The lack of significant differences in osteoclast counts between the groups further supports the idea that the primary effect of the treatments was to enhance bone formation rather than bone resorption. This balance between bone formation and resorption is crucial for successful bone regeneration [32], and the absence of elevated osteoclast activity suggests that neither the graft nor the mesh material induced excessive bone breakdown [33], ensuring that the newly formed bone is stable and functional [34].
4.1. The Limitations of the Study
This study, while informative, has several limitations that should be acknowledged. The relatively small sample size may limit the statistical power and broader applicability of the findings. Although the rat radius defect model is well established for studying bone regeneration, there are inherent differences between animal models and human physiology that may affect translational relevance. In addition, the study focused on early-stage healing and did not assess long-term outcomes, which are important for evaluating the durability and stability of the regenerated bone. Another limitation is the absence of molecular analyses; while radiographic, CT, and histological assessments provided substantial information, incorporating molecular markers of bone remodeling would have offered more comprehensive insights into the healing process. Furthermore, all evaluations were conducted at a single time point, restricting the ability to observe the progression of bone regeneration over time. Future studies could address this by incorporating longitudinal analyses at multiple time points. The addition of tartrate-resistant acid phosphatase (TRAP) staining to evaluate osteoclast activity would also provide valuable information on bone remodeling dynamics. Likewise, obtaining radiographs or CT scans on day 0 or day 1 postsurgery would offer essential baseline data to strengthen the interpretations and enhance the study’s rigor.

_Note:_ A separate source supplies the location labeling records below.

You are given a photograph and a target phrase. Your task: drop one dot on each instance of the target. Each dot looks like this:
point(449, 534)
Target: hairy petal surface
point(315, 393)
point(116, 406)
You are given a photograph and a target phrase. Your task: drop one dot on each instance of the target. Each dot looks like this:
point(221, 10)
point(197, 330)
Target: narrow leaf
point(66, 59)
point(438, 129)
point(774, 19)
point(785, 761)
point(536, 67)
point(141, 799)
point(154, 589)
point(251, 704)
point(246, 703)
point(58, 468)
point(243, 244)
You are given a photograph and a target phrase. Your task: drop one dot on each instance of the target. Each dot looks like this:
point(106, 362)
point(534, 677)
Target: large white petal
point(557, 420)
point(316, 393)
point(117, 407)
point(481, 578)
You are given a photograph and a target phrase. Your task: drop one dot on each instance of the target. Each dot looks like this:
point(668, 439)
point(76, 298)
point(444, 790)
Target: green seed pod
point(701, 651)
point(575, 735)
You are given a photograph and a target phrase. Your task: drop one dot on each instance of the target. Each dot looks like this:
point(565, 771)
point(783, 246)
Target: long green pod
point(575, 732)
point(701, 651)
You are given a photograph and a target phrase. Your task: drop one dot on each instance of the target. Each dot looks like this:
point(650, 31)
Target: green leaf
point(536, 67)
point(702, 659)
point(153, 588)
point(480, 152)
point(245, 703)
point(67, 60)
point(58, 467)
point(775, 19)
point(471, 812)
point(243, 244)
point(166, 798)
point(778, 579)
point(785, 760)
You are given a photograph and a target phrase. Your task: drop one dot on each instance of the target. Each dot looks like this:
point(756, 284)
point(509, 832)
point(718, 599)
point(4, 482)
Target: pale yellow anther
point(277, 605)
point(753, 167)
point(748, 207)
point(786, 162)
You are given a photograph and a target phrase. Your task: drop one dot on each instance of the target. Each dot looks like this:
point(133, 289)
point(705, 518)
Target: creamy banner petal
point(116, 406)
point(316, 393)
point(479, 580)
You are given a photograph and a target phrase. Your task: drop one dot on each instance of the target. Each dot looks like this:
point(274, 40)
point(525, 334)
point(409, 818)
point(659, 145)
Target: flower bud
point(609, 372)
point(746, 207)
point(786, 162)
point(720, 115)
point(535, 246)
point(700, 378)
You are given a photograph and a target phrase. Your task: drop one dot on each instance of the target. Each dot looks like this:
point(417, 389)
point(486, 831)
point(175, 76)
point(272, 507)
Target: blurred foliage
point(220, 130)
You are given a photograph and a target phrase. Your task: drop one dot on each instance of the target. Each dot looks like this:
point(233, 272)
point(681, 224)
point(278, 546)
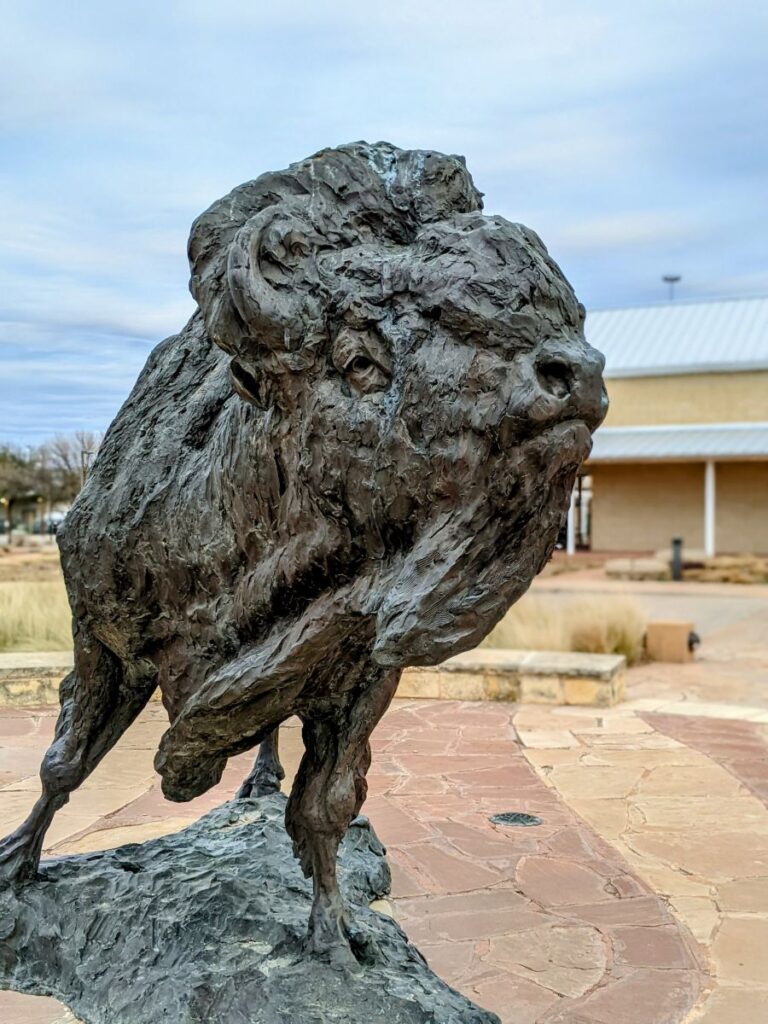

Addressing these limitations in future research will be critical for further validating and expanding upon the findings presented in this study.
5. Conclusion
In conclusion, this study highlights the superiority of the mesh scaffold over the graft material in promoting bone regeneration, as evidenced by enhanced new bone formation and higher osteoblast and osteocyte counts. These findings underscore the potential of mesh materials as a more effective solution for bone tissue engineering and regenerative medicine. Future research could focus on optimizing mesh design and composition to further enhance its osteogenic potential and explore its long-term effects on bone healing. In addition, investigating the interplay between osteogenesis and angiogenesis in the context of these materials could provide further insights into improving clinical outcomes for patients with bone injuries or defects.
Ethics Statement
The project was approved by the ethics committee of our university (Tehran University of Medical sciences) (IR.TUMS.AEC.1402.049).
Conflicts of Interest
The authors declare no conflicts of interest.
Author Contributions
A.E. and S.H.K.: contributed equally to this study. A.E.: investigation, writing the original manuscript, conceptualization, supervision. S.H.K.: investigation. A.M.: investigation. H.S.: investigation. I.M.O.: investigation, writing the original manuscript, analysis, methodology.
Funding
This study did not receive any funds for conducting or publication.
Acknowledgments
The authors have nothing to report.
Open Research
Data Availability Statement
The data that support the findings of this study are available from the corresponding author upon reasonable request.